Here’s the short d’var Torah which Rabbi Rachel offered at CBI yesterday for parashat Ki Tisa.

In the verses we just read, Torah tells us God has filled the craftsman Bezalel son of Uri with ruach elohim, “spirit of God” or “breath of God.” In the very beginning of Torah, we read that ruach elohim m’rachefet al pnei ha-mayim, “the spirit of God hovered over the face of the waters.” God has instilled in Bezalel that same divine spirit which was manifest at the first moments of creation.

The craftsman Bezalel, it appears, was truly inspired. In / spired — literally it means that someone (or some One) had breathed into him. God breathed inspiration into Bezalel, and in return Bezalel led the team of artisans who made the mishkan, the tabernacle which the Israelites are instructed to build so that Shekhinah, God’s presence, can dwell within and among them.

So is inspiration something you either have, or don’t have? Either God gives it to you, or you’re outta luck? As a writer, my answer is no. Or at least — not exactly. In my experience, inspiration comes and goes, but it can be cultivated. I have learned over the years that there are practices which will help to ready me to receive inspiration when it comes. As it turns out, Jewish tradition agrees with me.

The tradition prescribes a variety of steps which we should take if we seek divine inspiration. They include deep study of Torah, diligence in fulfilling mitzvot, cultivating piousness, and cultivating humility. Doing these things is no guarantee of divine inspiration, of course… but not-doing them is probably a guarantee that if God is offering inspiration, we won’t be primed to receive.

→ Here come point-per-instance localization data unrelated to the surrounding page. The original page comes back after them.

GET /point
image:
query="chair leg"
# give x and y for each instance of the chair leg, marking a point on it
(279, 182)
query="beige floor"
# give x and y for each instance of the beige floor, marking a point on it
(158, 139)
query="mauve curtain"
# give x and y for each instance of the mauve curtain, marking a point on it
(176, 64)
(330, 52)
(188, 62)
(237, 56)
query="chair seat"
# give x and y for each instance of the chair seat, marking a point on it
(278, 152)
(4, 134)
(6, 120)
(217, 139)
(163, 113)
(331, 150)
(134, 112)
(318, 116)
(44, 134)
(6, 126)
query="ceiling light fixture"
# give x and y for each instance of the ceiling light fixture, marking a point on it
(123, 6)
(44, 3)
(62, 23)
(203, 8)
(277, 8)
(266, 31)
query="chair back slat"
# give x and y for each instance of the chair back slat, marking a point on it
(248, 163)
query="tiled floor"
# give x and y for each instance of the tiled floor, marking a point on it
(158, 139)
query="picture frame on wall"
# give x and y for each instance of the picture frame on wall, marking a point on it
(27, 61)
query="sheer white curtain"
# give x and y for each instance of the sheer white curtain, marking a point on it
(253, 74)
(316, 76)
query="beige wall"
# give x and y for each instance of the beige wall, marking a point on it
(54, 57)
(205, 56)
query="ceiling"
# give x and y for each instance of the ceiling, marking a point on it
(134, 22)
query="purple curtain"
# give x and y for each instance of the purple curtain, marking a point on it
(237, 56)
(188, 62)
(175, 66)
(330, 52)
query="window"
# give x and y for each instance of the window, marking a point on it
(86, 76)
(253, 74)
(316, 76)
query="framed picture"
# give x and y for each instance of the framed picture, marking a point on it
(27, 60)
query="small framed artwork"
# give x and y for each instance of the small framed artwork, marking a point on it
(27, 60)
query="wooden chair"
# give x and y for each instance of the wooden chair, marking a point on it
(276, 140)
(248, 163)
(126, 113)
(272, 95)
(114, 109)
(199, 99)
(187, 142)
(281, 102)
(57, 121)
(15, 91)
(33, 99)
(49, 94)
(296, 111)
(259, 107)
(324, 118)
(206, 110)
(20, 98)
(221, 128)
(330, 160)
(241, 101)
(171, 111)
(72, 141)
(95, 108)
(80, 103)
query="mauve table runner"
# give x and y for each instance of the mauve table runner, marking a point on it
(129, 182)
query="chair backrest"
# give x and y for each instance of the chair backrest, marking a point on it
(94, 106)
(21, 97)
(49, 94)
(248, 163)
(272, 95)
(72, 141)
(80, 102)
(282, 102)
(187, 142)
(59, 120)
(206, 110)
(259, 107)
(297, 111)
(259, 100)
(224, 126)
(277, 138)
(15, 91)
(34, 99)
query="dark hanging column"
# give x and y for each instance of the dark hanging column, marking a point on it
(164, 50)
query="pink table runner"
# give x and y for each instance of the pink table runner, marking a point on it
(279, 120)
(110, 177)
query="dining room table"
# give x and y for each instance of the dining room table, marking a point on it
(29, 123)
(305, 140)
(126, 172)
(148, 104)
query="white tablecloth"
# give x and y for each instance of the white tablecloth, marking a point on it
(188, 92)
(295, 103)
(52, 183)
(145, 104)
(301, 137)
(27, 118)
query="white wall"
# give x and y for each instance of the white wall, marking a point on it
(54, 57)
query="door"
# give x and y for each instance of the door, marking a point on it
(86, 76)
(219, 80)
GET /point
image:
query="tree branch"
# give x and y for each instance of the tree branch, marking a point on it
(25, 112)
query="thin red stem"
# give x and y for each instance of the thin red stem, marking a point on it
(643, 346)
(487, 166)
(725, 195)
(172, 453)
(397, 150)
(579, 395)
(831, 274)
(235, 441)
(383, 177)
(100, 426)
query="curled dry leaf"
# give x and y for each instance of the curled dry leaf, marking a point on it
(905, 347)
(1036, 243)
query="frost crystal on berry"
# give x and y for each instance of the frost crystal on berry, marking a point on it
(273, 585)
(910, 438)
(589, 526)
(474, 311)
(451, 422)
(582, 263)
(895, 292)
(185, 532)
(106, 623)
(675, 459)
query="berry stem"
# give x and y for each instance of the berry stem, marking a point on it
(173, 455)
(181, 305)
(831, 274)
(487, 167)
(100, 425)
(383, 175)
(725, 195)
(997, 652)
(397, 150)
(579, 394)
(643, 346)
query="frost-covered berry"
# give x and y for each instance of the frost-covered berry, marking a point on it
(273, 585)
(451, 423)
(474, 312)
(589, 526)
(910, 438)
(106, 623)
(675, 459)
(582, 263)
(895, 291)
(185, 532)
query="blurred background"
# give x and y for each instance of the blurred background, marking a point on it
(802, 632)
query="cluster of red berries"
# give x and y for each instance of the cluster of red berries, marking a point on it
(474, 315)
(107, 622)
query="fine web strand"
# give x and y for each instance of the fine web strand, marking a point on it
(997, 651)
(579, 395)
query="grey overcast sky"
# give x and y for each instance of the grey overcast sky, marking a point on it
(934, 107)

I used to have a quote from the author Jeanette Winterson hanging over my desk. It read:

I do not write every day. I read every day, think every day, work in the garden every day, and recognize in nature the same slow complicity. The same inevitability. The moment will arrive, always it does, it can be predicted but it cannot be demanded. I do not think of this as inspiration. I think of it as readiness. A writer lives in a constant state of readiness.

I think spiritual life too asks us to live in readiness. Readiness to receive whatever comes. Readiness to experience connection with something greater than ourselves. If we keep our hearts open; if we keep our spiritual selves open; then maybe that wind from Beyond will blow into us and through us, bringing us gifts to share with our community, and gifts to share with the world.